Un peu plus tard, remise de mes émotions, nous allons prendre mes bagages dans la voiture de Sara et nous retournons à l'intérieur du bâtiment principal pour y trouver ma chambre. En bas de l'escalier, au mur, il y a un grand panneau indiquant quels numéros de chambre on peut trouver et à quel étage. Comme dans les hôpitaux. Chaque numéro de chambre commence par le numéro de son étage, mais le premier correspond au numéro zéro, le deuxième au numéro un et le troisième au numéro deux.

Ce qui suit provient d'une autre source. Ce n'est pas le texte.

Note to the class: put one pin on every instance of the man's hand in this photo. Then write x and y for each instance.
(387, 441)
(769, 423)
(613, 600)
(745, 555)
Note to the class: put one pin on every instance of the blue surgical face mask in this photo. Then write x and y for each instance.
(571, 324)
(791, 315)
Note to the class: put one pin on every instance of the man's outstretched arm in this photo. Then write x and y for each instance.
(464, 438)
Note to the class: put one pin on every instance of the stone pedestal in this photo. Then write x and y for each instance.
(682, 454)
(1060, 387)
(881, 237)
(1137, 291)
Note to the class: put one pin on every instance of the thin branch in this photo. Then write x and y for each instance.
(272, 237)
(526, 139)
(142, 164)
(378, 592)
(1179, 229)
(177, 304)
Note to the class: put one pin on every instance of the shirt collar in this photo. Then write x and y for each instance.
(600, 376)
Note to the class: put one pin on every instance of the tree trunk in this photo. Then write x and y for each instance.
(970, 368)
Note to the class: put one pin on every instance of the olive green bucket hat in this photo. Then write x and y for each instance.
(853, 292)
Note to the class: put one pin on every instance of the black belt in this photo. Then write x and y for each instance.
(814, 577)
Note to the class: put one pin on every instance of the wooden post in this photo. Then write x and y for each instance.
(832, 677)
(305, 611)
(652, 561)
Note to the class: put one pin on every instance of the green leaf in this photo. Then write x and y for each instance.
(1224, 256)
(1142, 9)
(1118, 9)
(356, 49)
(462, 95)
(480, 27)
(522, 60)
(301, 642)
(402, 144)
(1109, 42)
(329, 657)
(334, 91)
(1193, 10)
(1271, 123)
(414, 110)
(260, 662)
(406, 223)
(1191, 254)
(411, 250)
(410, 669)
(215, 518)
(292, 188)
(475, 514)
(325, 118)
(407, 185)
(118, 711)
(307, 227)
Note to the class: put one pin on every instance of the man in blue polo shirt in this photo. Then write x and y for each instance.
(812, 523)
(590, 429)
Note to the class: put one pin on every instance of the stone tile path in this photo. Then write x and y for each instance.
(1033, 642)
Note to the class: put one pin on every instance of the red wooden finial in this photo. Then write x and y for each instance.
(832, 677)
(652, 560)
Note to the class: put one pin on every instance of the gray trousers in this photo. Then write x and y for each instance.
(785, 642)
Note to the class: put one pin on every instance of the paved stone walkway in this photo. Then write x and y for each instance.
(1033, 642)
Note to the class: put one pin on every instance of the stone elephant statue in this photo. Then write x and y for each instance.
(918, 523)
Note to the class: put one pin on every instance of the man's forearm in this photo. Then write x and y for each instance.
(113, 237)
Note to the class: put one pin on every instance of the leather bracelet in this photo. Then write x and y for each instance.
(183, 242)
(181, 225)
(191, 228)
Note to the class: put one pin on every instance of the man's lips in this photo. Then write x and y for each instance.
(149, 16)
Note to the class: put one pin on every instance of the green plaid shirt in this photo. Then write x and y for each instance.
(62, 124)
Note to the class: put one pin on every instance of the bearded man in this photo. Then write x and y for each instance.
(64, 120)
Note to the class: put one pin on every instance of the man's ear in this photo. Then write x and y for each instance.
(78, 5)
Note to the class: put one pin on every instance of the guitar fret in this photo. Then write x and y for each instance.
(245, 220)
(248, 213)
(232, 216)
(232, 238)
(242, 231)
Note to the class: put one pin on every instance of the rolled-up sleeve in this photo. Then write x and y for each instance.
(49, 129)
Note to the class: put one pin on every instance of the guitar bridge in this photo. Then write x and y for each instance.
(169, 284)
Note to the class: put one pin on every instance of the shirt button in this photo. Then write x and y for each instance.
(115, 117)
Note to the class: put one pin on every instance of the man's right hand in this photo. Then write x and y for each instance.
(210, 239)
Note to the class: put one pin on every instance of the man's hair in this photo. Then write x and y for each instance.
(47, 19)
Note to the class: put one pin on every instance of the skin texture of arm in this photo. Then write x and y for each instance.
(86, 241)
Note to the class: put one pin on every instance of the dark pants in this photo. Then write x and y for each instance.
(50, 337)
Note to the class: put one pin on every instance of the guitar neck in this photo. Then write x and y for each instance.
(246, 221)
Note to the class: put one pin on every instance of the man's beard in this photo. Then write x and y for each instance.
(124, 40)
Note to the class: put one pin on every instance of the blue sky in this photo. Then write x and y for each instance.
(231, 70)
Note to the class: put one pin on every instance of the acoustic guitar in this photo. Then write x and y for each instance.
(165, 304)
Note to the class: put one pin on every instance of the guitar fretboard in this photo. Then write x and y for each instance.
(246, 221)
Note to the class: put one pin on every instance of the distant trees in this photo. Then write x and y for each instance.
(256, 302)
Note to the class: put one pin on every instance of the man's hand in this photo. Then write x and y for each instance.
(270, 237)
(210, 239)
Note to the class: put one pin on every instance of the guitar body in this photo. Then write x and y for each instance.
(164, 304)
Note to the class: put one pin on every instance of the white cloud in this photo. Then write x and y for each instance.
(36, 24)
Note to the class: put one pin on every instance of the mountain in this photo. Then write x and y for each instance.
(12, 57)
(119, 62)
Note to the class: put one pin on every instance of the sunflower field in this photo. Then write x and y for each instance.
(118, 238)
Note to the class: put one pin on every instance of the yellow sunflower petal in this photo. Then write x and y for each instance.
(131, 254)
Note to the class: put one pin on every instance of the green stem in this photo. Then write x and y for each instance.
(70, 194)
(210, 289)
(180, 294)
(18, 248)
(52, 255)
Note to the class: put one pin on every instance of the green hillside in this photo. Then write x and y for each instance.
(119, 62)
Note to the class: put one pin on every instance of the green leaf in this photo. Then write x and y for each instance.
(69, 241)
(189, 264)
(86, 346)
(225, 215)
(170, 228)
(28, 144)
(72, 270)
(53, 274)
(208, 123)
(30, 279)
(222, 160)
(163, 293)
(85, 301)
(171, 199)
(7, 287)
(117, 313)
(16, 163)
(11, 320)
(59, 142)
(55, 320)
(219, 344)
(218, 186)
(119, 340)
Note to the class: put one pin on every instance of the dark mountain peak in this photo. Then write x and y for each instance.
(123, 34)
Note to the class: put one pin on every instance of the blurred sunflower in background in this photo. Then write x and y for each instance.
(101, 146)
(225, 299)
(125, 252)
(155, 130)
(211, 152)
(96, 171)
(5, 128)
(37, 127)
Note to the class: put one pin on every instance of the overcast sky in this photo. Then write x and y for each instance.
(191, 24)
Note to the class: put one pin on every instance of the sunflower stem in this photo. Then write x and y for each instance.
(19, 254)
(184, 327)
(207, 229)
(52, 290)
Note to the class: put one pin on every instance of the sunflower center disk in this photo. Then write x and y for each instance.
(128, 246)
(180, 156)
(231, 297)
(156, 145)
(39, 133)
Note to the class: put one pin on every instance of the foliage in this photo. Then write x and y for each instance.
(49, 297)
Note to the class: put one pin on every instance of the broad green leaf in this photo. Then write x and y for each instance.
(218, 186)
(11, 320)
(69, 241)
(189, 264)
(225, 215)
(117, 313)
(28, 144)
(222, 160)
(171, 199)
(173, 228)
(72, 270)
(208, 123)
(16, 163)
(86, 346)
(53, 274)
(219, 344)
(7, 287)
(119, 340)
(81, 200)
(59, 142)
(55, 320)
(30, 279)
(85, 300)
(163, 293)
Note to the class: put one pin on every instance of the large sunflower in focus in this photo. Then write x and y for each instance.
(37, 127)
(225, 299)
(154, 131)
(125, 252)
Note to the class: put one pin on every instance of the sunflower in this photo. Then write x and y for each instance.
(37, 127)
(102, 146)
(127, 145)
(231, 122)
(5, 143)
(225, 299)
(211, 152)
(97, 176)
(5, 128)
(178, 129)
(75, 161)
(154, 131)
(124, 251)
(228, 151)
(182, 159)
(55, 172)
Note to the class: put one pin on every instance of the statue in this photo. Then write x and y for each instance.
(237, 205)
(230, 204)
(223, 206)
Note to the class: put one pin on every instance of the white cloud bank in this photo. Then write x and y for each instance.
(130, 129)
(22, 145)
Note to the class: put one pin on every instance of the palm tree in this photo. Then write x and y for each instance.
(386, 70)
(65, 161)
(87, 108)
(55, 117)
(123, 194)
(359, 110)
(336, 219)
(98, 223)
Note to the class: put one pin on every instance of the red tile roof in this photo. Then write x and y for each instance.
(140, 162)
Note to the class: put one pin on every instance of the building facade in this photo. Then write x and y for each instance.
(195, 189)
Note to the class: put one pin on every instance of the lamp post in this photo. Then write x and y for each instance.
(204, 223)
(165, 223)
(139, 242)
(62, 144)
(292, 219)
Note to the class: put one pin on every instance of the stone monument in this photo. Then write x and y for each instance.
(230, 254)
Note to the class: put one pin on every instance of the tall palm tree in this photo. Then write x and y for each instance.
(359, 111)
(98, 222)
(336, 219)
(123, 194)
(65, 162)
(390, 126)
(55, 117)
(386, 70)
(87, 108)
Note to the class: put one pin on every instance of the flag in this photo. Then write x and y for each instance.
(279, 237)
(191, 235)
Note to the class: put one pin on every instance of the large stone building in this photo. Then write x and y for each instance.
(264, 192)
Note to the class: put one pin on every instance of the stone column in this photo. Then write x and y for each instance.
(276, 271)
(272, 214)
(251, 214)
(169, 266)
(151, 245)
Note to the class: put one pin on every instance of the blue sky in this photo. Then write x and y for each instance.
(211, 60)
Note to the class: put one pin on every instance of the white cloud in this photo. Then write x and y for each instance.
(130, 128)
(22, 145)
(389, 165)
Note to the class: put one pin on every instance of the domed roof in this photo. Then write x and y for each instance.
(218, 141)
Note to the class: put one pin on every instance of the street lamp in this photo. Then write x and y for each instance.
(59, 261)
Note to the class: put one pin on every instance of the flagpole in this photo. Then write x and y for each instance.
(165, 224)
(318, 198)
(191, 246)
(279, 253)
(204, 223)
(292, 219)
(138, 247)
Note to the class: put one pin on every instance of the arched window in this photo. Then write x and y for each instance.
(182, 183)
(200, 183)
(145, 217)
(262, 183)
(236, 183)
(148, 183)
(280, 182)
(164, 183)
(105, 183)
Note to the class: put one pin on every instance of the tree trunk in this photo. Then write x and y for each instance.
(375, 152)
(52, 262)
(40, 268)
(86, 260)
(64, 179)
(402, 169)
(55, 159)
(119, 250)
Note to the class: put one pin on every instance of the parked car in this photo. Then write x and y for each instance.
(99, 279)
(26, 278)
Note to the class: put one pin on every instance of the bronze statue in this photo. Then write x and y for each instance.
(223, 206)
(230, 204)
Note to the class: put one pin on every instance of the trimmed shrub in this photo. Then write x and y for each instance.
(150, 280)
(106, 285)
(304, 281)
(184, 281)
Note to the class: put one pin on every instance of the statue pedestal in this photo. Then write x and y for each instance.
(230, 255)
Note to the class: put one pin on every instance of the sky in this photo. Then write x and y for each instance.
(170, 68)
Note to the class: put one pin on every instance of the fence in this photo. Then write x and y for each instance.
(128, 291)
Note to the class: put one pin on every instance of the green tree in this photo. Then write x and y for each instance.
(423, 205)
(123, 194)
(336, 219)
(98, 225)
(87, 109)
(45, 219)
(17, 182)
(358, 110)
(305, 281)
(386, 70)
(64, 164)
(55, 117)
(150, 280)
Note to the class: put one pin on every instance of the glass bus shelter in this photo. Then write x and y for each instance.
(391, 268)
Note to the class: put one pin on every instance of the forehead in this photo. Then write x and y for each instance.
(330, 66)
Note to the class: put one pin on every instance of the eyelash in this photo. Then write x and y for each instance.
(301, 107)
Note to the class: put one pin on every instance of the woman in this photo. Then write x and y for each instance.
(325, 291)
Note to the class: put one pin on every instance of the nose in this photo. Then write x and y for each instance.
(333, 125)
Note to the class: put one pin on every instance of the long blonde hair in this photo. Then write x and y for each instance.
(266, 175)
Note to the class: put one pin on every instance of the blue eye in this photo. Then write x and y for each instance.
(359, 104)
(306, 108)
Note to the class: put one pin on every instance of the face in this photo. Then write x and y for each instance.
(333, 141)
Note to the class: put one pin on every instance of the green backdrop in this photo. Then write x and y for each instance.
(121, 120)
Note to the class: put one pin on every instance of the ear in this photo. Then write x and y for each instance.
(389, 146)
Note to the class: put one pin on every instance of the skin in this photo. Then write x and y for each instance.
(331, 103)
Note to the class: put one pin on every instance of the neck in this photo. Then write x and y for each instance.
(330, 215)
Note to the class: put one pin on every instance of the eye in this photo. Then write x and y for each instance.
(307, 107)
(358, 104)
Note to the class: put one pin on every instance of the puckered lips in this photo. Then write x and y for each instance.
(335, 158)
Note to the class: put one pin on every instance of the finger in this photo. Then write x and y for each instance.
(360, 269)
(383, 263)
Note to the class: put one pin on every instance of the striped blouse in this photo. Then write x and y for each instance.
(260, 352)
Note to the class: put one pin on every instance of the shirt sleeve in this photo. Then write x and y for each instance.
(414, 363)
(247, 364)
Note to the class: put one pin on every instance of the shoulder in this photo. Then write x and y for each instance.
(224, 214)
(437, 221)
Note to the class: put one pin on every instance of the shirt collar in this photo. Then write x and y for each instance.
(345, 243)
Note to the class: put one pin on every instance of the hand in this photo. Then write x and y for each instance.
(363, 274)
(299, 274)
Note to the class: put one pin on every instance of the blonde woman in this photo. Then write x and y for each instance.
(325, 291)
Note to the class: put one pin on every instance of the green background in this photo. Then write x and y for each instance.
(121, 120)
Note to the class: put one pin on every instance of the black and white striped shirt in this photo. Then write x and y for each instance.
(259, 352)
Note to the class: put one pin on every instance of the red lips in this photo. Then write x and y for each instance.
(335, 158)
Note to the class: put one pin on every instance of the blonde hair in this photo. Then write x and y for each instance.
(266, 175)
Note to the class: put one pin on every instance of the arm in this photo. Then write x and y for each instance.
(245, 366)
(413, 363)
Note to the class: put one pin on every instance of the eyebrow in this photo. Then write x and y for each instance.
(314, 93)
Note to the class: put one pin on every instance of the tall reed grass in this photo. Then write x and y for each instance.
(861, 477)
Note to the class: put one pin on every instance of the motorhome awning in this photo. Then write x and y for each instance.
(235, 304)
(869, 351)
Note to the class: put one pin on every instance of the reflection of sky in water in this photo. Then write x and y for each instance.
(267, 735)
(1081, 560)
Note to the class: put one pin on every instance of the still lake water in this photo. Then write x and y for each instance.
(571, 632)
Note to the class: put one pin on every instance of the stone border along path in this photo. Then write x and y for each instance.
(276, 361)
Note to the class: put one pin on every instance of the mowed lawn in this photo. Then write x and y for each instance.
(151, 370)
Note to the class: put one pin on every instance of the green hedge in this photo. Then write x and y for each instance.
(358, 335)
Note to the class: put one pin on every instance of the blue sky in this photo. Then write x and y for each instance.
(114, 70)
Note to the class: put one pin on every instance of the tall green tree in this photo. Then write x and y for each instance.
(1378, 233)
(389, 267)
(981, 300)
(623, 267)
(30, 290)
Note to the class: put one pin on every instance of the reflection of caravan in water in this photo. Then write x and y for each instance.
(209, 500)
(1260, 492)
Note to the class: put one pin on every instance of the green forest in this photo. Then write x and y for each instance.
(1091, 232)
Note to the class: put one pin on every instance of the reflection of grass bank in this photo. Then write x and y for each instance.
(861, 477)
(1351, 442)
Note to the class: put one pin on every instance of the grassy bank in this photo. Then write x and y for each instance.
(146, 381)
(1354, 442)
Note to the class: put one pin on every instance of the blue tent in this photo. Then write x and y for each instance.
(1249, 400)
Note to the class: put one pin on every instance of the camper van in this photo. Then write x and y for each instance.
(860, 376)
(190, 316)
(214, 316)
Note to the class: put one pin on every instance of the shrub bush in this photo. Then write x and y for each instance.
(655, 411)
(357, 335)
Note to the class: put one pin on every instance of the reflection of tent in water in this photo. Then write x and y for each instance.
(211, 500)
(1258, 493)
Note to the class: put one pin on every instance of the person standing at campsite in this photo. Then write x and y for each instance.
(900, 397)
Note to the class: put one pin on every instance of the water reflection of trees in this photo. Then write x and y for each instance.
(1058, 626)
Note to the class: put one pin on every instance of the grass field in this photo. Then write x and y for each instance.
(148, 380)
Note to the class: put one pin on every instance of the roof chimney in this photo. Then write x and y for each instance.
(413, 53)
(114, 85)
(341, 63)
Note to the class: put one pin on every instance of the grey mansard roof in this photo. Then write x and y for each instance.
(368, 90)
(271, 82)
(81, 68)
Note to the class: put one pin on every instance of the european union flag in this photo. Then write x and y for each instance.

C'est à ce moment-là, que j'ai découvert en regardant sur ma clé, que j'ai eue droit à une chambre individuelle, et que j'ai compris que mes sœurs avaient certainement joué la comédie en arrivant, quand nous patientions devant l'accueil, mais aussi durant tout le voyage. En y réfléchissant bien, c'est même carrément sûr, je suis une andouille de ne pas l'avoir compris plus tôt ! Les chambres individuelles doivent sûrement être attribuées d'avance en fonction des dossiers scolaires.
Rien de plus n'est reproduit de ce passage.